Any pre 1970 car qualifies!


----------



## Ezridax (Aug 3, 2017)

My dad could use his 57 chevy. But people would complain about the lack of seat belts. And no aux cable.


----------



## supernaut_32273 (Apr 9, 2017)

I could see this working one way, but not making sense in another. In fact, a pax and I talked about this. The one way it would work, is maybe have an Uber Senior program. Where older pax can "cruise down memory lane" or something. The other way it would fail: 1. Not hauling a small group of drunk kids in my classic Challenger and risk it getting puked in. 2.Wouldn't put that kind of wear and tear on a classic I just sank $50k into for car shows. 3. Gas mileage would be ridiculous.


----------



## steveK2016 (Jul 31, 2016)

Will there be a standard or can any 1970 beater work


----------



## Ezridax (Aug 3, 2017)

steveK2016 said:


> Will there be a standard or can any 1970 beater work


It has to be well-maintained.


----------



## crookedhalo (Mar 15, 2016)

I don't think people are going to take their $50k + rebuild/restorations and haul drunks for 60 cents a mile

Then again I see cadilacs doing uber x all the time, what do I know?


----------



## Trafficat (Dec 19, 2016)

crookedhalo said:


> I don't think people are going to take their $50k + rebuild/restorations and haul drunks for 60 cents a mile
> 
> Then again I see cadilacs doing uber x all the time, what do I know?

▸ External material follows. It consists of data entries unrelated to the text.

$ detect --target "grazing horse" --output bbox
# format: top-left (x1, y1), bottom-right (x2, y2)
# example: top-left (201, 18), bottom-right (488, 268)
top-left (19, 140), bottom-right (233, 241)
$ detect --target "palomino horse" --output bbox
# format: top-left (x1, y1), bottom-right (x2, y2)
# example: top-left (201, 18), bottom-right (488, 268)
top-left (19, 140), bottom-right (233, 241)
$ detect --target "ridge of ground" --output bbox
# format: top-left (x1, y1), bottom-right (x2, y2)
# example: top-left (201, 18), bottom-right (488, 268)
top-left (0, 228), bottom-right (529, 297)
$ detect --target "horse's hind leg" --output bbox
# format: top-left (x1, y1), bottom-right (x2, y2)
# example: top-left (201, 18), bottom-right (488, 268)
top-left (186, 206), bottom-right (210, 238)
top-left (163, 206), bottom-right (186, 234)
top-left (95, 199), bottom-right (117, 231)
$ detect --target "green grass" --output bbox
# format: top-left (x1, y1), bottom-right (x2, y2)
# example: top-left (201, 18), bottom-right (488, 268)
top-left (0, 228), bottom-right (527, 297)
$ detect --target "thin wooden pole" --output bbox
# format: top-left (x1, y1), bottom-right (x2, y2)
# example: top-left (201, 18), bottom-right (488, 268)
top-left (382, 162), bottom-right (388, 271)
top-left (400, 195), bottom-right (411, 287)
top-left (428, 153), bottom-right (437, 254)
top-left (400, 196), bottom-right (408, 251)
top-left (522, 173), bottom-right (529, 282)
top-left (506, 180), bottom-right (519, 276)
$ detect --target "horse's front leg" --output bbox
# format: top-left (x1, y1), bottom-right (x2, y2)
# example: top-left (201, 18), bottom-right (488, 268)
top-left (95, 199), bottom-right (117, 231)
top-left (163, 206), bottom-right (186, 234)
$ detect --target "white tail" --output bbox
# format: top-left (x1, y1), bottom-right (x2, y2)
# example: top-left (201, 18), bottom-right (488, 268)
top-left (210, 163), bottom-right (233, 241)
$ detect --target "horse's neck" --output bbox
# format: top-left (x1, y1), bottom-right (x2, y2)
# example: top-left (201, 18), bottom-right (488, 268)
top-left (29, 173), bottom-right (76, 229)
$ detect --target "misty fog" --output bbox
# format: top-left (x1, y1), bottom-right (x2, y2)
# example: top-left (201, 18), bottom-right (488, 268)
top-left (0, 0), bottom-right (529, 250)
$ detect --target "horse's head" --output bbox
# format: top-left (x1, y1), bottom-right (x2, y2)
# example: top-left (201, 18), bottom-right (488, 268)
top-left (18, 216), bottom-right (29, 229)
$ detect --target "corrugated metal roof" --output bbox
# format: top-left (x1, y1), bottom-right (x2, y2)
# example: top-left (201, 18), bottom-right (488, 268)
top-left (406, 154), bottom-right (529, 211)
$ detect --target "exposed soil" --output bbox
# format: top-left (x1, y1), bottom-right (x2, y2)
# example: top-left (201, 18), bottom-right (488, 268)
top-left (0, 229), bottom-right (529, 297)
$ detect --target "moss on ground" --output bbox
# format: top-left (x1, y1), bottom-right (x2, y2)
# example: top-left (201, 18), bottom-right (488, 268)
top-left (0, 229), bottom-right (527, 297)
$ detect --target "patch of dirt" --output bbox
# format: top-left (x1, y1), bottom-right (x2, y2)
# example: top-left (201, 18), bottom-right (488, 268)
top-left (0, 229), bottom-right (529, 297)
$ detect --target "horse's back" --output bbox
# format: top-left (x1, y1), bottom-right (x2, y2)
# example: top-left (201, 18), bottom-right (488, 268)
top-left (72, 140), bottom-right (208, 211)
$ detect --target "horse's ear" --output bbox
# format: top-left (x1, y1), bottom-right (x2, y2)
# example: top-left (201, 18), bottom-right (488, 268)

They could charge higher rates for the classic car rides.


----------



## I_Like_Spam (May 10, 2015)

crookedhalo said:


> I don't think people are going to take their $50k + rebuild/restorations and haul drunks for 60 cents a mile
> 
> Then again I see cadilacs doing uber x all the time, what do I know?


You can have the drunks ride in the rumble seat, a lot of antiques seem to have Uber in mind


----------



## 2Cents (Jul 18, 2016)

supernaut_32273 said:


> I could see this working one way, but not making sense in another. In fact, a pax and I talked about this. The one way it would work, is maybe have an Uber Senior program. Where older pax can "cruise down memory lane" or something. The other way it would fail: 1. Not hauling a small group of drunk kids in my classic Challenger and risk it getting puked in. 2.Wouldn't put that kind of wear and tear on a classic I just sank $50k into for car shows. 3. Gas mileage would be ridiculous.


They already have this program.
Senior fübr drivers cruise down memory lane daily, remembering way back to 2014 when you could actually post a profit,; driving for fübr.

#fübrn


----------



## Mars Troll Number 4 (Oct 30, 2015)

2Cents said:


> They already have this program.
> Senior fübr drivers cruise down memory lane daily, remembering way back to 2014 when you could actually post a profit,; driving for fübr.
> 
> #fübrn


Orlando it can literly be a time Machine..

"I havn't been in a dodge neon for a decade..."

"YUP, you can get uber in a 2002 in Orlando"


----------



## 2Cents (Jul 18, 2016)

Well at those rates the only expectation a passenger should have is having a seat belt in the vehicle. Nothing else.
When these drugged out Millenials ask for an Aux cord, water, discount prescription savings cards, etc; drivers should just end the ride.
They don't ask their Lynx bus drivers for any of this and in essence what is it that the ride share drivers are doing? The drivers are subsidizing the passenger's fare at their own expense thus making the passenger's fare cheaper than riding the bus.

#fübrn


----------



## pacifico (May 13, 2017)

upyouruber said:


> Any pre 1970 car qualifies!


yes it will work doing uber weddings


----------



## yojimboguy (Mar 2, 2016)

Yes, let's call the new service "Uber Death Trap"!


----------